In These New Times

A new paradigm for a post-imperial world

Another day for Libya’s “sole legitimate representatives”

Posted by seumasach on July 29, 2011

The question is which faction was it that William Hague was supporting: was it the Younis faction or those who are now celebrating his death? It doesn’t appear to have anything to do with Gaddafi’s men so why retaliate by bombing Tripoli?

Rebel General Shot Dead in Libya

ABC News

29th July, 2011

 

Libya’s rebels say their top general commanding the campaign against the regime of Moamar Gaddafi has been shot dead by assailants.

Abdel Fattah Younes was part of the group involved in the 1969 coup that brought Gaddafi to power and was interior minister before he defected and took a senior position in the rebellion in February.

Rebel leader Mustafa Abdel Jalil, speaking from the main rebel stronghold in Benghazi said: “We received news today that… Younes and two of his bodyguards were shot at after he was called in to appear before a judicial committee investigating military issues.”

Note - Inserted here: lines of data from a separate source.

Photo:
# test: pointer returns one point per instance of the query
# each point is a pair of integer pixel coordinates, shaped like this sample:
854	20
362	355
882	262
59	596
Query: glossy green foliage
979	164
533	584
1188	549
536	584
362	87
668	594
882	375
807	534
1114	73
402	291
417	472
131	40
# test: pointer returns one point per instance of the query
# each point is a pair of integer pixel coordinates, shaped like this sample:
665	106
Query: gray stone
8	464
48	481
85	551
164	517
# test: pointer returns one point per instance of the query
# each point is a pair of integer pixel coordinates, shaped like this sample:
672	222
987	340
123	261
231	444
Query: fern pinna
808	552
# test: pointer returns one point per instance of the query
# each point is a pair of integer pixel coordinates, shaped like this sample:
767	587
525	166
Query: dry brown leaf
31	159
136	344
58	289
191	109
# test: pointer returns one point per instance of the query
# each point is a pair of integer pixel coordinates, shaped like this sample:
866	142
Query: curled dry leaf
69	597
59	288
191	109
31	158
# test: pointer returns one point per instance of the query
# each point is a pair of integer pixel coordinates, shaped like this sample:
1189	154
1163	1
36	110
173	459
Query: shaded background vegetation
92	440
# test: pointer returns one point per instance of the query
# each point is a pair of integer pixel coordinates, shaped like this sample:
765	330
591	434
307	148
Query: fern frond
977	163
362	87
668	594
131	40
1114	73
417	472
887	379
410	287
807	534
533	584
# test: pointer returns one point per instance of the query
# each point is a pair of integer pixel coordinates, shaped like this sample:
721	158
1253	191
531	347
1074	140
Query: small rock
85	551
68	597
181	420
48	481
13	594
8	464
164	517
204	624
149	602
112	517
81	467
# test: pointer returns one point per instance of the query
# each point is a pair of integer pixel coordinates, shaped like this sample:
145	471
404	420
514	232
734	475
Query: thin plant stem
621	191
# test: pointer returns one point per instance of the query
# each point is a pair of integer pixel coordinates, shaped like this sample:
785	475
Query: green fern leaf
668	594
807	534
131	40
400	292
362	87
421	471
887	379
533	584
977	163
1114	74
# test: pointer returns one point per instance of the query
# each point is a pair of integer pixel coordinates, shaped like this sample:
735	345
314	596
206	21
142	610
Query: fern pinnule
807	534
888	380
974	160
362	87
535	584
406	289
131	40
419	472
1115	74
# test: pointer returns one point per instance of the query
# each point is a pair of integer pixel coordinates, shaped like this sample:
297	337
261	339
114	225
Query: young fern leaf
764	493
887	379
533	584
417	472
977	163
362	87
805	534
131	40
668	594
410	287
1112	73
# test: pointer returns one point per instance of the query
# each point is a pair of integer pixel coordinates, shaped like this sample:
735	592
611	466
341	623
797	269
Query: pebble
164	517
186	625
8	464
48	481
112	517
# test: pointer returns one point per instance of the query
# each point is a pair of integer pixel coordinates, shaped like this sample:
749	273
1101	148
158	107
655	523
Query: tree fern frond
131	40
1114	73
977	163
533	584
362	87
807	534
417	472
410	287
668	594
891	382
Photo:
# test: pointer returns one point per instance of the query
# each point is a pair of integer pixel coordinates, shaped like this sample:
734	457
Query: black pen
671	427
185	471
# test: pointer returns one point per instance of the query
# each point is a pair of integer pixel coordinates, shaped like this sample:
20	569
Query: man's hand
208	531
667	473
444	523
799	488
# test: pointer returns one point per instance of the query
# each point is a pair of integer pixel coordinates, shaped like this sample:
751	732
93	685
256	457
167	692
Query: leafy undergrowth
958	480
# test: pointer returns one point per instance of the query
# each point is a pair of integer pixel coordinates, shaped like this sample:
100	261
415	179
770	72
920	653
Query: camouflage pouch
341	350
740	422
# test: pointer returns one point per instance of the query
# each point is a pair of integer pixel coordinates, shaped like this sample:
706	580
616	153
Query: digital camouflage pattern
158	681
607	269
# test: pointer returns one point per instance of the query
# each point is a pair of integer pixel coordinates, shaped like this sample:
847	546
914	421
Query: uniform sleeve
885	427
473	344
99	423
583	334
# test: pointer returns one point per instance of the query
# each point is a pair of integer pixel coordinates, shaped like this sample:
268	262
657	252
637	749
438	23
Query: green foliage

Some rebels were never comfortable with an army leader who had until recently been so close to Gaddafi, and Mr Younes had been involved in a dispute over the leadership of the rebel forces.

Mr Jalil said Mr Younes was shot before appearing in front of the judicial committee, and said the head of the “armed cell” that killed him had been arrested.

Mr Jalil blamed the killing on pro-Gaddafi loyalists.

“We are really sorry and we feel sad to declare the death of General Abdel Fatah Younes, the chief of staff of the Libyan Army,” he said.

“The head of the insurgent was arrested and he said that some of his men did this thing.”

Ali Suleiman Aujali, a former Libyan ambassador to the US who now represents the Transitional National Council, said it was too early to say exactly who was responsible.

“It is on the front – sometimes they get frustrated … and people … shoot each other sometimes just for a very simple thing in the streets.”

Mr Aujali rejected any suggestion the TNC might have been behind the killing.

“This is completely not true,” he said.

It was not clear where Mr Younes and his bodyguards had been killed or how Mr Jalil had learned of their deaths, but Mr Jalil said all efforts were being made to find their bodies.

Shortly after the announcement, gunmen burst into the grounds of the hotel where Mr Jalil was speaking and fired bursts of shots in the air, a Reuters reporter said.

At least three loud explosions shook the centre of the Libyan capital Tripoli late on Thursday, shortly after the announcement of Mr Younes’ death.

Meanwhile, Libya’s rebel movement installed ambassadors in Paris and London on Thursday, formalising ties with its main allies in the fight to topple ruler Gaddafi from power.